Marcus L. Rowland
Copyright © 1998, portions Copyright © 1993-7
This rules change is added to FF V onwards, and can be retrofitted to earlier versions without problems:
OPTIONAL RULE: Adding Skills Below Base Values
Under the usual rule, additional skills based on high characteristics cost more than skills based on low characteristics.
Optionally, the referee may allow adventurers to add skills at less than base value with an appropriately reduced bonus point cost. By the time the skill reaches base value it will cost much more than the usual method, but this allows players to spread the cost over several adventures.
For instance, a character with MIND  might add Marksmanship  for 6 points, rather than Marksmanship  for 12 points; just enough to shoot for the pot, not to shoot for the British Olympic team.
Once acquired such skills can only be improved by the normal process, and one point at a time.
Referees are advised to limit the number of below-base skills acquired to MIND/2; once skills are up to the usual base value they don't count towards this limit. The "difficult skills" described in section 1.3.5 may not be acquired this way.
This rules change was suggested by Joerg Baumgartner.
Previous Rules Changes
Forgotten Futures III
The list of films in FF3 omits another version of The Lost World (1992, Harmony Gold Pictures), which is distributed as "Jurassic Adventures - The Lost World". There are some changes to the plot;
Not even a turkey; it's bad, but not so bad it's funny or memorable! On the other hand, it is genuinely based on Doyle's book and acknowledges the fact; the Jurassic Park sequel of the same name takes the names of some minor characters and its general background from Doyle, but makes no acknowledgement of this rather important source.
Forgotten Futures I
Another VERY tiny glitch in the Worldbook for the first FF collection; the Timeline shows China joining the A.B.C twice, in 1964 and 1967! The "explanation" is simple:
After China joined, the Peoples Revolutionary Democratic Front seized power in 1966; they were politically opposed to the free movement of 'digs, and withdrew from the A.B.C.Thanks to Paolo Marino for spotting the duplicated entry.

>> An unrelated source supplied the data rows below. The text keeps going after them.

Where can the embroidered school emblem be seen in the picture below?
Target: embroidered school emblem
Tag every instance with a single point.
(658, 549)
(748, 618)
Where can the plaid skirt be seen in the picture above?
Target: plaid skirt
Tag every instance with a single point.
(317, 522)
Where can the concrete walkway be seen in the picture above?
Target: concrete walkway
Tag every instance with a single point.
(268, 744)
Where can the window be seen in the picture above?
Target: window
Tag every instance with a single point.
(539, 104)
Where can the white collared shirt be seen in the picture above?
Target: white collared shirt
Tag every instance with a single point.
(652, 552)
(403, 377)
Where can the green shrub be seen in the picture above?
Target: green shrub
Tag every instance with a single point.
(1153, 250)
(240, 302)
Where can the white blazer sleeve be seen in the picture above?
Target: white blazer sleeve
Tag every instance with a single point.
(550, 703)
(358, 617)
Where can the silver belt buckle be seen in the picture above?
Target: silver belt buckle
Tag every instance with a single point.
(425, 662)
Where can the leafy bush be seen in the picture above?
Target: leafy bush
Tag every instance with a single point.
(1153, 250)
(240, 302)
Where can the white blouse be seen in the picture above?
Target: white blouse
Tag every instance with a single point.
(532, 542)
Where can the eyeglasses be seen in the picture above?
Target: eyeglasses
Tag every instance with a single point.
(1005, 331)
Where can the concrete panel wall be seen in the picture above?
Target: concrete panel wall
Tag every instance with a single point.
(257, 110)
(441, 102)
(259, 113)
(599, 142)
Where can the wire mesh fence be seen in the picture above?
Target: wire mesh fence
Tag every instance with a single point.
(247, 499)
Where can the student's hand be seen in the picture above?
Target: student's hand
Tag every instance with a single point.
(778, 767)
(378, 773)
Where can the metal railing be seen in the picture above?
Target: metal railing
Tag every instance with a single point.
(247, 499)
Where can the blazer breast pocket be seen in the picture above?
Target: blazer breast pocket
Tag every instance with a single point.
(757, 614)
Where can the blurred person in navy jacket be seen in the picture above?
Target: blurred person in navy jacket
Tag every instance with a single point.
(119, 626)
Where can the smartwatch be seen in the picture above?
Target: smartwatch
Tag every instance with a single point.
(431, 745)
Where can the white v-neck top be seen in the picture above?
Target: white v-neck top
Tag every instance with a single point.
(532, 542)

China's economy promptly collapsed, and the PRDF was ousted and replaced by a pro-A.B.C. anarcho-syndicalist government in 1967, who promptly rejoined the A.B.C.
Chris Williams has discovered an article which may have been a source of ideas for With The Night Mail; "With Her Majesty's Mails to Ireland", by Edward John Hart, appeared in The Strand Magazine in April 1895 and is an account of a mail packet journey from Holyhead to Kingstown. There are some very striking similarities, and I hope to add it to the Forgotten Futures Library collection eventually.
A:Yes, provided you don't charge for it, but please read the copyright terms and let me know what you are doing. This also applies to translations etc.
A: Two of the collections are set in worlds in which psychic phenomena occur, and there are some magic rules in FF4. It's unlikely that there will ever be a "pure" fantasy version of Forgotten Futures, but a collection based on Victorian and Edwardian fantasies for children is a possibility. If I can find some suitable material I may look at this eventually, but no earlier than FF8 or 9.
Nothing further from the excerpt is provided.